The second one, “A Cloud Detection Method for Landsat 8 Images Based on PCANet” by Y. Zi et al. proposed a cloud detection method for Landsat 8 images based on several processing steps [
10]. In a first step, the color composite images of Bands 6, 3, and 2 were divided into superpixel sub-regions through the Simple Linear Iterative Cluster (SLIC) method. Then, a two-step superpixel classification strategy was used to predict each superpixel as cloud or non-cloud. The bright and thick cloud superpixels, as well as the obvious non-cloud superpixels, are separated from potential cloud superpixels through a threshold function. Then high-level information is extracted using double-branch PCA Network (PCANet) combined with a Support Vector Machine (SVM) classifier. In the last step, a fully connected Conditional Random Field (CRF) model was used to refine the cloud detection results.
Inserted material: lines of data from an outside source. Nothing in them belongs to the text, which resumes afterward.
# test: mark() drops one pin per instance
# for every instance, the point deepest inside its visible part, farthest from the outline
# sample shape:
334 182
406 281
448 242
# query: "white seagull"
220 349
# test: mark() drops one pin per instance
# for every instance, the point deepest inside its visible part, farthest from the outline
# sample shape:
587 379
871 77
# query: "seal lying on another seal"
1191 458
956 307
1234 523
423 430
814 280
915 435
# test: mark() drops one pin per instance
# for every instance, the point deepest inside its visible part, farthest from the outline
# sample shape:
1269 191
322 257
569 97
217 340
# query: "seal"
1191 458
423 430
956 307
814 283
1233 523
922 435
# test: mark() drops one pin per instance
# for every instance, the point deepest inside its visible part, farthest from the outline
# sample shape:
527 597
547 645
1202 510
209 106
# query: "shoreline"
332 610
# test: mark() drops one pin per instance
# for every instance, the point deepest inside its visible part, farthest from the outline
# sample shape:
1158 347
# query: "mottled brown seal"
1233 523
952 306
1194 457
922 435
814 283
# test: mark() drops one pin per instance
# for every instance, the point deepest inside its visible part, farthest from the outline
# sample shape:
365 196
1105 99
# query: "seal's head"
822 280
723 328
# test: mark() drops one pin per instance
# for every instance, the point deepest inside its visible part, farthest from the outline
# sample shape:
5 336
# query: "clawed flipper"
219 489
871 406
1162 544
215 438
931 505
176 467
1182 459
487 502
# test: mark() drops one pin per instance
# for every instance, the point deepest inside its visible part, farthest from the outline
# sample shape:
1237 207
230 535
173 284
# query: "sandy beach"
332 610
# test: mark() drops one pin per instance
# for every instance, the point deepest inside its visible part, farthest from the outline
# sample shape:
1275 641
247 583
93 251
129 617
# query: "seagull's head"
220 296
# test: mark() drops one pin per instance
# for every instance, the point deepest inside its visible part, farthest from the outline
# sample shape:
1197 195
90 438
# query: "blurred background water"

The method was validated on the Landsat 8 Cloud Cover Assessment (L8 CCA) dataset.
The last contribution, “Thermal Airborne Optical Sectioning” by I. Kumi et al. proposes a multispectral (RGB and thermal) camera drone for synthetic aperture imaging [
11]. The aim of this study was to remove the occluding vegetation to reveal hidden objects in applications related to archeology, search-and-rescue, animal inspection, and border control. The radiated heat signal of strongly occluded targets, such as human bodies hidden in dense shrub, could be made visible by integrating multiple thermal recordings from slightly different perspectives while being entirely invisible in RGB recordings or unidentifiable in single thermal images. In the experiments, they collected bits of heat radiation through the occluder volume over a wide synthetic aperture range and computationally combined them to a clear image. To estimate the drone’s position and orientation for each capturing pose, computer vision algorithms were adopted.